W środę 17 marca, na stronie Państwowej Agencji Atomistyki na kilkadziesiąt minut pojawił się dziwny, niepokojąco brzmiący komunikat. Mówił o wykryciu substancji promieniotwórczych na Litwie i w Polsce, które miały być uwolnione do środowiska.
Okazuje się, że komunikat został umieszczony na stronie w wyniku ataku hakerskiego. Potwierdził to dziennikarz RMF FM w rozmowie z rzecznikiem PAA. Włamanie na serwery ma być zgłoszone na policję.

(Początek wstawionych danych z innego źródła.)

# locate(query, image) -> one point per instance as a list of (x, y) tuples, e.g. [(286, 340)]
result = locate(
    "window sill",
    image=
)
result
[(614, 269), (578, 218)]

PAA: Informacje o zagrożeniu są nieprawdziwe
Po zdarzeniu PAA opublikowała na swojej stronie oświadczenie, w którym ostrzega przed fake newsami.
„Informacje o rzekomym komunikacie PAA, jakoby zaistniało zagrożenie radiologiczne, są NIEPRAWDZIWE. PAA nie odnotowała żadnych niepokojących wskazań aparatury pomiarowej. Nie otrzymaliśmy żadnych sygnałów o niebezpieczeństwie od partnerów międzynarodowych” – czytamy na stronie agencji.
PAA przed fake newsami ostrzegała także w zeszłym roku, gdy pojawiały się nieprawdziwe informacje o zagrożeniu Polski w związku z pożarami szalejącymi w bezpośrednim sąsiedztwie ruin elektrowni atomowej w Czarnobylu.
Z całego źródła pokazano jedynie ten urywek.